Treat this area like you would any altar: bless it, purify it and keep objects and elements there that help you to connect with your spiritual self.
2. Embrace the mundane.
A typical magickal altar often has candles, incense, tarot cards or crystals on it. These are items that many of us associate with spirituality and witchcraft. Your self-care altar is a more functional space, however. If you have room for all those spiritual items, go for it! But I know for me, and probably for most of you too, the vanity area is already pretty cluttered with hair products, makeup products and jewelry. I don’t really have the space to include directly spiritual items too.
But as I said, function and spirituality do not need to be in opposition to each other. Consider this: what if perfume represented air, facial cleansers represented water, your curling iron represented fire and mineral powder foundation represented earth?
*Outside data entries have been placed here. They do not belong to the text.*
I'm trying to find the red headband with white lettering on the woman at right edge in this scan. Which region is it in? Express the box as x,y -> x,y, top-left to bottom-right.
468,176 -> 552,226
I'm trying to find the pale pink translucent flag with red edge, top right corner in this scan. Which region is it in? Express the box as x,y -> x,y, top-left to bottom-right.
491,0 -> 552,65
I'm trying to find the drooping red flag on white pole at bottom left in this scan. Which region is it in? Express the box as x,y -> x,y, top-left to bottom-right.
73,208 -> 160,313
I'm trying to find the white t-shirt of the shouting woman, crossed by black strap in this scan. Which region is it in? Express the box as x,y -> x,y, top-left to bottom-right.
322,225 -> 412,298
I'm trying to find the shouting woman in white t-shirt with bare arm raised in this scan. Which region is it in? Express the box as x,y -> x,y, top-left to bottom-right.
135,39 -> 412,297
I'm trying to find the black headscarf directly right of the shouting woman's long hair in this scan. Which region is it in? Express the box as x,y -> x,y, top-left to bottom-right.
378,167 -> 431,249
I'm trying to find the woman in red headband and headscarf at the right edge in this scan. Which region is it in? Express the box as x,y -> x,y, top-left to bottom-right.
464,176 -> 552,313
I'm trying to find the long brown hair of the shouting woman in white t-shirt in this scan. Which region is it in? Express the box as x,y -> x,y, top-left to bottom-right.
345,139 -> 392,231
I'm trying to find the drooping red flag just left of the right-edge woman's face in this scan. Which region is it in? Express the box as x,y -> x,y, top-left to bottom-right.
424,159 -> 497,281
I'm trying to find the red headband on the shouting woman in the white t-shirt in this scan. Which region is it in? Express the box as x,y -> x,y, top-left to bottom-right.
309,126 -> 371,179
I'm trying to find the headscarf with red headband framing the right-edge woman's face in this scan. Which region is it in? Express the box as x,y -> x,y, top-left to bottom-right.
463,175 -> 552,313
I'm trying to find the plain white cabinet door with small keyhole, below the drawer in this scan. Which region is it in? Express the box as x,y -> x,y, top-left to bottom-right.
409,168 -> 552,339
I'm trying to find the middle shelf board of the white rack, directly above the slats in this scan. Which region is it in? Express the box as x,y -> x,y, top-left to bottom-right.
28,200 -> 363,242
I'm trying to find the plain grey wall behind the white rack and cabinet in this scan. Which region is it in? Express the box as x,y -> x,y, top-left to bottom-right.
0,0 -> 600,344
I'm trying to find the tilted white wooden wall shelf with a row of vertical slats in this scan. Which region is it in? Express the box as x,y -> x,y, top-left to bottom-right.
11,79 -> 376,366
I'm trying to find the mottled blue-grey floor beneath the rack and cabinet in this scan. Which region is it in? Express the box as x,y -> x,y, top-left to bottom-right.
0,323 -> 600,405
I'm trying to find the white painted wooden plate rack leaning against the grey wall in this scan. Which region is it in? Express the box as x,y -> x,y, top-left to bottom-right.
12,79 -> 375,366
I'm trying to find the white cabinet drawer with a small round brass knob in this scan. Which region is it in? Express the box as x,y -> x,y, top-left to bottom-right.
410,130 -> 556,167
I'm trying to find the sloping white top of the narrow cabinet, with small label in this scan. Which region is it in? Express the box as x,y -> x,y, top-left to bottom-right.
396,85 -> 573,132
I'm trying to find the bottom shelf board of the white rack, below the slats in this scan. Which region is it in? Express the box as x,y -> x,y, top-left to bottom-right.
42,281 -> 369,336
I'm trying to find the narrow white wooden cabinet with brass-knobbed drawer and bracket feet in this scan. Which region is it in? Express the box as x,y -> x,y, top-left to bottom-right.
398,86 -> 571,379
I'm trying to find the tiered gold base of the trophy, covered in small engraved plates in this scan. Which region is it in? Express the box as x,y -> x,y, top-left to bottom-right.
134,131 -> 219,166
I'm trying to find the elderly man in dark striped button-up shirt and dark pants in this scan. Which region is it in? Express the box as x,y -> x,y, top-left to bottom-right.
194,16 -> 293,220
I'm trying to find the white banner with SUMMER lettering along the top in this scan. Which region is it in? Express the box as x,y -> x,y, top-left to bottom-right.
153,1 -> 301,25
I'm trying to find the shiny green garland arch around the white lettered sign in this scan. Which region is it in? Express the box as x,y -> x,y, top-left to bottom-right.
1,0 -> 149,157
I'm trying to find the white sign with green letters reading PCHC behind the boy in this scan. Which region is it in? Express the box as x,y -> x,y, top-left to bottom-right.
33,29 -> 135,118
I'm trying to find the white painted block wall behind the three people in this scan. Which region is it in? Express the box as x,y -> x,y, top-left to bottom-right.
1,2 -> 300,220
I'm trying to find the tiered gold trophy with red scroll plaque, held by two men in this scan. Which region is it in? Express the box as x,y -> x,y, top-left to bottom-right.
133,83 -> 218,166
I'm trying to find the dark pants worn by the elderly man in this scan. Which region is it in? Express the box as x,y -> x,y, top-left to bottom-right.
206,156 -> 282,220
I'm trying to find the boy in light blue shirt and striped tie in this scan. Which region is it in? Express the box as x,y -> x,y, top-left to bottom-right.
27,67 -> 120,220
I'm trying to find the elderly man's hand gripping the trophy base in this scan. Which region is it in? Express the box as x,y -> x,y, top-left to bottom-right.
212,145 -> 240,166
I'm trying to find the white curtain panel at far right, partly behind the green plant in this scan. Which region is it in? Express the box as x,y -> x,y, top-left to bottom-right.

What if you brewed a cup of tea from herbs associated with beauty and sipped it in between each step of your morning routine, consciously focusing on those things about yourself you find beautiful?
Most of us don’t have time for much ritual in the mornings – witches have work and school to get to just like everybody else! But if you embrace the little mundane things that already make up your morning routine, you’ll find magick and ritual everywhere.
3. Follow the same patterns you would use in a magickal ritual in your self-care, beauty and hygiene rituals.
Whatever formula you tend to follow for your Sabbat or moon rituals, bring those same tendencies into your self-care rituals. For me, I like to start off a magickal ritual with a little purification followed by some kind of movement (usually yoga). Then I listen to a guided meditation or recorded reading, complete any magickal workings I have planned and generally finish with a tarot reading. I typically sip hot tea through this whole process and often incorporate journaling somehow.
How can I adapt this formula for a self-care ritual? By incorporating both the magickal practices I already connect to with the habitual practices necessary for starting or ending my day. As an example, here is an evening self-care ritual I’ve created:
- Tea: Brew a cup of self-esteem boosting ginger or geranium tea.
- Purification: Remove my makeup with makeup wipes I have blessed with burning sage.
- Listen: Put on some soft instrumental music.
- Movement: Sitting at the vanity, move through 3-5 “chair” yoga poses.
- Magick: Choose a particular piece of jewelry, eyeliner or lipstick to wear the following day. Sprinkle a few drops of the self-esteem boosting tea over the item, saying aloud, Tomorrow will be filled with confidence and abundance. Place the item in the center of your vanity altar, finish the tea and retire to bed.
How do you practice self-care in your magickal and spiritual life?